Whether going all in with simulated camera shutter speed, or just blending the in-game motion blur effect into the photo mode, adding movement can take action shots from being static and difficult to interpret to something much more dynamic.

7. Adjust settings with UI hidden

This may sound minor but being able to actually alter settings while the UI is hidden can be extremely useful as it lets you see the actual result without anything blocking the view. Like many games, God of War will simply make the UI reappear when changing any setting, but it doesn't have to be that way.

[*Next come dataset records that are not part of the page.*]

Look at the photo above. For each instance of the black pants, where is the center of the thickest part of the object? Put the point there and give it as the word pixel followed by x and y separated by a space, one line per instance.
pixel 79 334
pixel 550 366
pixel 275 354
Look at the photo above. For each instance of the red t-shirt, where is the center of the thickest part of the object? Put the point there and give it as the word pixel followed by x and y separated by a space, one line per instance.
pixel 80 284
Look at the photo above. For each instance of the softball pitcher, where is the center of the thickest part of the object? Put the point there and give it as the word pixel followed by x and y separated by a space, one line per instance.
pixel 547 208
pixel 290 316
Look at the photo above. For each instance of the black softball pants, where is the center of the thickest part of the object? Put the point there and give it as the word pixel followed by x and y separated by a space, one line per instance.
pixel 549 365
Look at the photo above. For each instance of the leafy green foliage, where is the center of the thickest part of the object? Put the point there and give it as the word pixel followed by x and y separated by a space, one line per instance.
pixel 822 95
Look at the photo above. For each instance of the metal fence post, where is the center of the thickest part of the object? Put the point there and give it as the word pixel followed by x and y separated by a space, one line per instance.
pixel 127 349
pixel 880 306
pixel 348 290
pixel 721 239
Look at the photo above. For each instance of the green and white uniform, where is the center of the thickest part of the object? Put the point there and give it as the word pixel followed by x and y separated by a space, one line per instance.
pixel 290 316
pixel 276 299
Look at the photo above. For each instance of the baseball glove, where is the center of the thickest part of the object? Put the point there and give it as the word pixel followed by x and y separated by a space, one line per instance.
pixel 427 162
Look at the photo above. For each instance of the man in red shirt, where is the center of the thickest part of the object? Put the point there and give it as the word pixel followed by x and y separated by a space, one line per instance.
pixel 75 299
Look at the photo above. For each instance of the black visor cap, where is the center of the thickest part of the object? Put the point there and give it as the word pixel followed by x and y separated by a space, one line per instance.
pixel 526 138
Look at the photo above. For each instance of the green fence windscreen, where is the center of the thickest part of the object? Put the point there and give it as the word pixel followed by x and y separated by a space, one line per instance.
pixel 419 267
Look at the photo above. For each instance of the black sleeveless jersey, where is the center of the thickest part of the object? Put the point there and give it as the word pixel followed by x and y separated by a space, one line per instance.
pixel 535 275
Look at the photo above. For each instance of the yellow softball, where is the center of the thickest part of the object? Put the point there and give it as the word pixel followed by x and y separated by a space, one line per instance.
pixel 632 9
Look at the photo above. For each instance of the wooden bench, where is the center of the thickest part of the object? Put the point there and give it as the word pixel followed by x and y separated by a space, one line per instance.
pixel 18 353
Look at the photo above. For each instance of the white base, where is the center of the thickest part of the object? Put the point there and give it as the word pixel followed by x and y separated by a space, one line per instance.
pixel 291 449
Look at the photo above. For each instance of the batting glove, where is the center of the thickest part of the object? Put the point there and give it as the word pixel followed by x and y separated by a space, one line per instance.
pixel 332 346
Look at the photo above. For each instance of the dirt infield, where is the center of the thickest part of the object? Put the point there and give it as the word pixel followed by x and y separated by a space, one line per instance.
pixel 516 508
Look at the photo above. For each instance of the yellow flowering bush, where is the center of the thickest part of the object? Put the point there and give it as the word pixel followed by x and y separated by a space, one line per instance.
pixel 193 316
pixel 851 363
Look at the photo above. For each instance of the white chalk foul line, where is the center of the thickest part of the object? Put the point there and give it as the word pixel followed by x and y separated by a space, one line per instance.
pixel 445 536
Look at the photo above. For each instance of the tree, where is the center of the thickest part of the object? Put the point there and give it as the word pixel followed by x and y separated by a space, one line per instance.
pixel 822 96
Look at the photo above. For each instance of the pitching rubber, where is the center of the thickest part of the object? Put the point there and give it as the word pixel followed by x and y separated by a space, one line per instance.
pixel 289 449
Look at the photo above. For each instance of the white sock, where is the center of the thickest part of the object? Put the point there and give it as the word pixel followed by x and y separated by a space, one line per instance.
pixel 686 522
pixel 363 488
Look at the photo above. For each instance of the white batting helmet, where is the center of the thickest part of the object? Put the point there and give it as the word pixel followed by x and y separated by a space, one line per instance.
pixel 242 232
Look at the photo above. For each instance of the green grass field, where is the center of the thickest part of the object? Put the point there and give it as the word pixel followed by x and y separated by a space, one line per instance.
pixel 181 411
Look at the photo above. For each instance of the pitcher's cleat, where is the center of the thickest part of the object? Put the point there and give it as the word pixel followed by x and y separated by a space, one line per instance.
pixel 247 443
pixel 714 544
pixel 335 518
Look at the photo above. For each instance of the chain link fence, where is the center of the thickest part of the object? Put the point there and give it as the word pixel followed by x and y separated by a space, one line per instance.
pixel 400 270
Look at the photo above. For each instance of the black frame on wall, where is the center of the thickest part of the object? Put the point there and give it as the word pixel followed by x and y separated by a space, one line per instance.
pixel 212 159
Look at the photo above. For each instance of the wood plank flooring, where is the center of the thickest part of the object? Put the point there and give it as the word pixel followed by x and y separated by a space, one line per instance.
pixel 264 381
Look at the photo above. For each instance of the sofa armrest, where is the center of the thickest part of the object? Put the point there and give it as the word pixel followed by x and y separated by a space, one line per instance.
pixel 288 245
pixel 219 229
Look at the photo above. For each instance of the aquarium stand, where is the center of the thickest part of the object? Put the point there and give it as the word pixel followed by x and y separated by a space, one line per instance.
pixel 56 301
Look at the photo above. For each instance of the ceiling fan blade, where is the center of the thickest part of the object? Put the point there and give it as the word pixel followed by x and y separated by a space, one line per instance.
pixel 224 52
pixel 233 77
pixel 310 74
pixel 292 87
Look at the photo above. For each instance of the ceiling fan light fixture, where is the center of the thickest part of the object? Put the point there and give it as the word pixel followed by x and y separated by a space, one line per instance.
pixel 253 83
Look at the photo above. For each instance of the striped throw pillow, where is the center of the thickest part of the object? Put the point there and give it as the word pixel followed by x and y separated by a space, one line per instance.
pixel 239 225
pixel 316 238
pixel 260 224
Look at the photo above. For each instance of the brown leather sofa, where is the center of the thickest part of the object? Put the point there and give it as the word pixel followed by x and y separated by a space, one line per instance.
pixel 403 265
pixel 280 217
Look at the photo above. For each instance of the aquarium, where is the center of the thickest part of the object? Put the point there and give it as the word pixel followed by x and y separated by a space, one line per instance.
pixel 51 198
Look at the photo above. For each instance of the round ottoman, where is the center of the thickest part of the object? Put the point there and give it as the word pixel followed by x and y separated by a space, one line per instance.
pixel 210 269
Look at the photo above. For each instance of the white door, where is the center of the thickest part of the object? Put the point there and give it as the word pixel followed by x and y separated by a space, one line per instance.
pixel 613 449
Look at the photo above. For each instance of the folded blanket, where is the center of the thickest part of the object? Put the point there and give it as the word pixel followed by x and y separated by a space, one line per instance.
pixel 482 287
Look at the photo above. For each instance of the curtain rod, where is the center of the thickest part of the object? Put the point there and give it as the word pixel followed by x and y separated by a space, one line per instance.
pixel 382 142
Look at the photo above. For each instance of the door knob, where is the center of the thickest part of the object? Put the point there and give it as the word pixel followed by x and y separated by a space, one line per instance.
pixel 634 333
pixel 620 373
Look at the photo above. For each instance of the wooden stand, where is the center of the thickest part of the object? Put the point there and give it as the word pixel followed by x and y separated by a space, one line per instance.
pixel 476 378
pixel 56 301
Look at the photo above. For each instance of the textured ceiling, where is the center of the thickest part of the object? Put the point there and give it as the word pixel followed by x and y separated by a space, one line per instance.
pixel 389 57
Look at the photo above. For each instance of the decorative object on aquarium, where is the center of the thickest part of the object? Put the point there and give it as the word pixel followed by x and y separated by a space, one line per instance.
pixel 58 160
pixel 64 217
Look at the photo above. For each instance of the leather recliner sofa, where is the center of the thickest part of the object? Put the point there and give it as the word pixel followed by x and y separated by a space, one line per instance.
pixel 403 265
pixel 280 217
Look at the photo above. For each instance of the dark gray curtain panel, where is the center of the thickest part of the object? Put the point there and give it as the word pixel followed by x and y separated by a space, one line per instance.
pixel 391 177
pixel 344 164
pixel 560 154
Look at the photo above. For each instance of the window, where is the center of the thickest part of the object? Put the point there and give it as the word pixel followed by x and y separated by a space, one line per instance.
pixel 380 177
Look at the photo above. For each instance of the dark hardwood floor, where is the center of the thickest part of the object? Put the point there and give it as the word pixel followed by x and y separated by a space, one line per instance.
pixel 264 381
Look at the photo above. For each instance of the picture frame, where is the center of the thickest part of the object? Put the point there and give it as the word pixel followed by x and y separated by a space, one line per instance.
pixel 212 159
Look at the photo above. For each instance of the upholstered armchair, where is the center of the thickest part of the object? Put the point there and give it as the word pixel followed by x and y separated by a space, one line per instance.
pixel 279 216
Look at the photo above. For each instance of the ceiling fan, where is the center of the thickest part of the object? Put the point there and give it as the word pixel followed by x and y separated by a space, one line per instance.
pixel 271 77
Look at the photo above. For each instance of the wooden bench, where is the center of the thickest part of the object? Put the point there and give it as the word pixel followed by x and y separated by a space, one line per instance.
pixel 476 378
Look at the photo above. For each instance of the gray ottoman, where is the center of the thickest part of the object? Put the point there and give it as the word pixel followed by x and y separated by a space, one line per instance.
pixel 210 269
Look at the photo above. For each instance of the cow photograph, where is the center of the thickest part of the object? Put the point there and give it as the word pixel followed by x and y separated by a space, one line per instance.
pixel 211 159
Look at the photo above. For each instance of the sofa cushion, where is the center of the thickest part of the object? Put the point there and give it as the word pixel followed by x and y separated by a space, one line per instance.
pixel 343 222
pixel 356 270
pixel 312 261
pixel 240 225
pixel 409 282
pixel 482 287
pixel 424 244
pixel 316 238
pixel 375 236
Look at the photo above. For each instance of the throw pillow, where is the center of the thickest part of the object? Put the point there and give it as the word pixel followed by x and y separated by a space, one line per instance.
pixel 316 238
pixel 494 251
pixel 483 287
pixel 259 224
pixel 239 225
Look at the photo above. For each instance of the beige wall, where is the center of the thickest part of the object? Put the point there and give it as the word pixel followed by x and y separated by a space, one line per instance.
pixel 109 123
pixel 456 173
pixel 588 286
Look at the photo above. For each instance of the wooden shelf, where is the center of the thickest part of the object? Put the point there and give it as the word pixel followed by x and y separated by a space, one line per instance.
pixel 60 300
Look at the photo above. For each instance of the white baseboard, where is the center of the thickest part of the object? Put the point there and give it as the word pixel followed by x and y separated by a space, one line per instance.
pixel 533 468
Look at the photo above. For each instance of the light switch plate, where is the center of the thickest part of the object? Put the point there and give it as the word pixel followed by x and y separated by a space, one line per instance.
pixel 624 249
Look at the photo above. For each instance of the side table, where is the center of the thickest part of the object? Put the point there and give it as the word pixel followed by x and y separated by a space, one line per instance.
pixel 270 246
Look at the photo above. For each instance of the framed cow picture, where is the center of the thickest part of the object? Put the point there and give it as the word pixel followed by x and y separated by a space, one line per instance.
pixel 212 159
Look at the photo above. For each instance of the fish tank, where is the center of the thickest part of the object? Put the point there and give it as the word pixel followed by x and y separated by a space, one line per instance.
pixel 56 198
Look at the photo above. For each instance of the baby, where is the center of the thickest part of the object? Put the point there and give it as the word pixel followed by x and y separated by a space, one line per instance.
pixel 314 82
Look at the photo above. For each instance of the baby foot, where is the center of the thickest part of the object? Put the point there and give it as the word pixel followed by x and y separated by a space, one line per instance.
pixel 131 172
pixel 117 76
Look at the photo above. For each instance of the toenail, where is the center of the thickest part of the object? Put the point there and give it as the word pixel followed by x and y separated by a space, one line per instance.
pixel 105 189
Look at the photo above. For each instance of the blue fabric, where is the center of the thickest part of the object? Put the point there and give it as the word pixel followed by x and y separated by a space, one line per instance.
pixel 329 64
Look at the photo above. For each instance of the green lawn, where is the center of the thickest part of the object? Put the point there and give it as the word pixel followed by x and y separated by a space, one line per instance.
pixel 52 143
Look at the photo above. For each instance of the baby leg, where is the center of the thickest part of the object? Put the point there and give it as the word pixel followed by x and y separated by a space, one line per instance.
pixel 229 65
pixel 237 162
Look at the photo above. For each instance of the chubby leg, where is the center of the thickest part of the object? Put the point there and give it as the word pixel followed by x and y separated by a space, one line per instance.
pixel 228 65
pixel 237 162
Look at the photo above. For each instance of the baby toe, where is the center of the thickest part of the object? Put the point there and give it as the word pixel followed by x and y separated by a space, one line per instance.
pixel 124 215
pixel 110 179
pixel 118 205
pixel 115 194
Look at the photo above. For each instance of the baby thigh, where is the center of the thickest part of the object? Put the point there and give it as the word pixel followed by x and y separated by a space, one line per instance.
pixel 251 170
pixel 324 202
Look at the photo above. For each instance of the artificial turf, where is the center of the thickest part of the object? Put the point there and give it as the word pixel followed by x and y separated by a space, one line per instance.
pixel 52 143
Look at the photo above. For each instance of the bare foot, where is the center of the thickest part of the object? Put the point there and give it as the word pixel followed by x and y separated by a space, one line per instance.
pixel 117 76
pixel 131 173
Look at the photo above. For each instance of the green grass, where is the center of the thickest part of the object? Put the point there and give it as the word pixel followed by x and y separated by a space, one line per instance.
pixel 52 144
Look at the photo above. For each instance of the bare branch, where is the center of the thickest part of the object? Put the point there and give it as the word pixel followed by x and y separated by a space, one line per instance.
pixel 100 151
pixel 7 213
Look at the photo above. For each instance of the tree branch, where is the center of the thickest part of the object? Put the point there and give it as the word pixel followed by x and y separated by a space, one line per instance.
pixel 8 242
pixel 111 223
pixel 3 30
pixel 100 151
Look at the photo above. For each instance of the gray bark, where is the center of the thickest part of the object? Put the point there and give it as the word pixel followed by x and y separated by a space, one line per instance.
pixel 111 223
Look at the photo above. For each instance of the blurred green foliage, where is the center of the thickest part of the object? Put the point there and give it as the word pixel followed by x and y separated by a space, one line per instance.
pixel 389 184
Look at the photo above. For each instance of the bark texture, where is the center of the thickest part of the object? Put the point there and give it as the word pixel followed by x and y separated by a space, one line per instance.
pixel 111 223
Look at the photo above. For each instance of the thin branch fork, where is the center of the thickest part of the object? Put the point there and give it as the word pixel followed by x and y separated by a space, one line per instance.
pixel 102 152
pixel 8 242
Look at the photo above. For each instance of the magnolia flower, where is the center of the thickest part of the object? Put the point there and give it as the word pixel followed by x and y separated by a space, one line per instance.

5 Things from God of War's photo mode that should remain:

1. Camera Inputs

Despite the limited movement range, the actual input controls for placing the camera are pretty much spot on. Lateral truck (←LS→) and dolly (↓LS↑) with vertical crane on the L2 / R2 triggers make it easy to get the camera into position, while 360° pan & tilt mean that there is no limit on the direction that the camera can be aimed in.

Simple and effective, it makes you wonder why anyone would do anything else!

2. Realistic camera settings Simplified sliders and 0 - 100 scales may make certain things more approachable for beginners, but there is a lot to be gained from using photographic terms and settings that match those found on real world cameras.


It inherently leads things towards more authentic images that align virtual captures with the optical characteristics of traditional photography, and experience in one becomes directly transferrable to the other. Before you know it, you will be starting to select a setup that you know will produce the desired results and not just approximating with trial and error.

3. Focus and depth of field

Speaking of authentic behaviour, and disregarding point 4 above for the moment, the focus and depth of field options are quite nicely implemented in God of War. With precise focus with optional lock-on and fully simulated aperture values, a shallow depth of field can be used to isolate a subject with both foreground and background defocus. There is no need to mess around with separate settings for near and far regions, this is near true to life aperture behaviour. It would be nice to see some beautiful bokeh rendered on distant light sources though.


4. Subject matter

From spectacularly detailed character models and mythical beasts to the distinct biomes of each of the Nine Realms, God of War has some of the most compelling content that you can aim a photo mode camera at. It goes without saying that the new game will up the visual stakes, and I can't wait to literally see more of everything. More enemies, more armour sets, more weapons, and of course those last remaining realms!

5. Shortcut button

Last but certainly not least, the shortcut button for fast access to the photo mode is a must. The 2018 game did have this as an optional assignment on the left side of the controller touch pad that made for a quick and easy to reach way to freeze the action and open the camera. Hopefully this is something that returns because it is a crucial feature that is all too often overlooked.